Tempe for Healthy Smoke-free Workplaces’ win at the polls was not the end of the fight

Meanwhile, Fairbanks was demanding direct policy decisions from city councils instead of waffling on whether or not to go ahead with a smoke free ordinance. In February 2002, as the Tempe smoke free initiative entered the crucial phase of the campaign when it encountered an opposition campaign organized by local bar owners, Fairbanks observed, “If people think something’s happening on a regional level, they might say, ‘We don’t want to be too hasty in Tempe.’”As the Tempe campaign geared up, the conflicting efforts between the health voluntaries and ACAS grew. ACAS focused on passing the Tempe ordinance and the health voluntaries attempted to recoup the investment in time and energy spent in the long previous months, desperately trying to bring the East Valley chambers of commerce back to negotiate on a regional anti-smoking ordinance after Phoenix made clear it would not participate.The opposition, Tempeans for Freedom to Choose, was chaired by Arizona Licensed Beverage Association President Bill Weigele with Roger Egan as treasurer.

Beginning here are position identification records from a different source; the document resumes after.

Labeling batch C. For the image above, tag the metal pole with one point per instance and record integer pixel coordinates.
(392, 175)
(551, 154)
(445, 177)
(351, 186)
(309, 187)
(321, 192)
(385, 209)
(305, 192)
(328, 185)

Egan was owner of McDuffy’s Sports Bar in Tempe and was one of the Tobacco Institute’s contacts for its 1994 Arizona plan to counter OSHA’s proposed clean air rule.In an interview in 2006, Fairbanks speculated that the concerted group of bar and restaurant owners comprising Tempeans for Freedom to Choose did not take direct contributions from the tobacco industry both because they thought they could defeat the ordinance on their own, and because they feared the public backlash tied to accepting industry funds.The smoke free initiative, called a “divisive issue” that had “split the city” by the media, led to the public asking candidates for City Council elections their opinions on the proposed ban shortly before the election.Candidate Carol McKnight remarked “I think its going to impact businesses, and I’m in favor of businesses,” an example of the vague statements expressed by the candidates.The Arizona Republic also opposed the initiative,sliding grow tables essentially reiterating in their April 24, 2002 opposing editorial the reasons ALBA President Bill Weigele had mentioned in an opinion editorial a few weeks prior.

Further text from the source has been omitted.